# Drainage Question.



## Bill_in_PDX (Jun 12, 2009)

I'm currinetly redoing a part of my front yard to house my garden railroad. One section is 13'x16'. The house sits on one of the 16' sides with the driveway on the other 16' side. I will be adding 2 layers of landscape stone around the driveway perimeter to bring up the level for a rock garden/stream area. My concern is once it is built up abit, will the water run off towards the house be a issue?? I havent had any issues with water on the foundation before but I rather be safe than sorry now. Would a simple trench with a layer of gravel..like a creek bed be alright or should I go all out and put a french drain in?? Thanks ahead of time Bill


----------



## Mike Reilley (Jan 2, 2008)

Posted By Bill_in_PDX on 06/16/2009 8:23 PM
...My concern is once it is built up a bit, will the water run off towards the house be a issue?? ... Would a simple trench with a layer of gravel..like a creek bed be alright or should I go all out and put a french drain in?? Thanks ahead of time Bill 


You NEVER want water running towards a house. While you can put in all kinds of rainfall diversion systems, none are fool proof.


Now...can you engineer a raised garden railroad area that is higher than your bottom floor...sure. Where it sits, you build up, install french drains along at least along the walls on the inside of the walls..but you do NOT change the grade from the house so that land slopes down to the house (I'm assuming the land now slopes down away from the house in all directions). It's OK to have a swale in the ground that is about 5' out from the house to carry water away from or along the house to a lower elevation. The swale should be in the center technically...meaning a 10' separation from the house to any raised bed for the GRR...but I can't see why the swale couldn't be at the base of a wall on the edge of your GRR area. This is an area where your building department can tell you the rules. There are setback issues too if you build walls.


When it comes to a swale (creekbed as you call it) or a french drain...always go simple. French drains and sump pumps are the items of last choice IMHO.


----------



## Bill_in_PDX (Jun 12, 2009)

Thanks Mike... 

Yes water towards the house is bad. Simple is good. 

The area was already humped in the middle. Not much...perhaps 4". My border on the driveway side is going to go up 6" Soil is clay as well. 

I never had drainage issues in this area before...just trying not to create a new problem is all. 

Bill


----------



## White Deer RR (May 15, 2009)

Fellow NW resident here--also clay soil. I've had some minor ponding in the winter in a non-railroad part of my yard after installing some pre-cast concrete borders, planting a tree and having neighbors pile bark dust against the fence. In short, in the winter the water absolutely must have somewhere to go. At a certain point clay just won't take any more water.


We had a neighbor who had "French drains" installed but they were traditional French drains in that they simply had gravel at the bottom with no outlet pipe connected. The next owners had to re-do them with drains connected to outlets.

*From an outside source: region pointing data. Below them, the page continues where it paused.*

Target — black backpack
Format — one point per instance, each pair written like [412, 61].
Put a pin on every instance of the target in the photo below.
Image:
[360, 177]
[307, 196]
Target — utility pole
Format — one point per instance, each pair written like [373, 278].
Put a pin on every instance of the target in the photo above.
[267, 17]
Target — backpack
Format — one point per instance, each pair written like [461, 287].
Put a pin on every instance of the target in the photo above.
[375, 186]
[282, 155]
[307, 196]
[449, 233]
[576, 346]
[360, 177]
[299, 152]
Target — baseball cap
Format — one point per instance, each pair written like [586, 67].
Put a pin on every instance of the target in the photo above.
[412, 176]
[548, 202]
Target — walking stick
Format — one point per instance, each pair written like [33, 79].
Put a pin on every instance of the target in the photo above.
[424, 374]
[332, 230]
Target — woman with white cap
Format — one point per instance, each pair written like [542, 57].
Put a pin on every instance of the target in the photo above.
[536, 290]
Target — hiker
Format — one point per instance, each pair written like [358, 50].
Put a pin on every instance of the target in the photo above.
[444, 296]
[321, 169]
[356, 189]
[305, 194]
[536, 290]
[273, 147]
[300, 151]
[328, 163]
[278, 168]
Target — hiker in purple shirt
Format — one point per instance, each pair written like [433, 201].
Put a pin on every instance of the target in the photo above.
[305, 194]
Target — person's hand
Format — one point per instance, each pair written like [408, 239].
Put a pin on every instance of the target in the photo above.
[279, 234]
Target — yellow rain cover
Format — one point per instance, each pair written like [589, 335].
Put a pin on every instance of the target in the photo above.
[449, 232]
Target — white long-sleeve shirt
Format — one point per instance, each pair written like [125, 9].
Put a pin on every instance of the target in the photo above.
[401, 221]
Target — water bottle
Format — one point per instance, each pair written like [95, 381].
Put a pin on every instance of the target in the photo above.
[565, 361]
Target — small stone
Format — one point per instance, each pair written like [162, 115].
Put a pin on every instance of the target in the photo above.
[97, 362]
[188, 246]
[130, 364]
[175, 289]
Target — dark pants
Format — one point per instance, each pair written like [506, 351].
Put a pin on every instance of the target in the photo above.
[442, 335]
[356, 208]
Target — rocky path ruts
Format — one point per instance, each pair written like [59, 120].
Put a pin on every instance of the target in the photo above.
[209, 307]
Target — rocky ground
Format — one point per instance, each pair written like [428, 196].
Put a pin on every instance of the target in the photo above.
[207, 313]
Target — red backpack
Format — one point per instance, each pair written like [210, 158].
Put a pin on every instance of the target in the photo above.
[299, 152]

I was concerned about drainage on my short oval of track in a flower bed next to the house, so I did a sub-roadbed of about two inches of crushed rock and a couple of "culverts" made out of PVC pipe painted gray. I probably overbuilt it actually. No problems with drainage on the small railroad.


Maybe some mini-culverts would work for you? PVC is so cheap, easy to conceal and if they prove unneeded easy to remove and replace with ballast or soil. Just an idea.


Best!


----------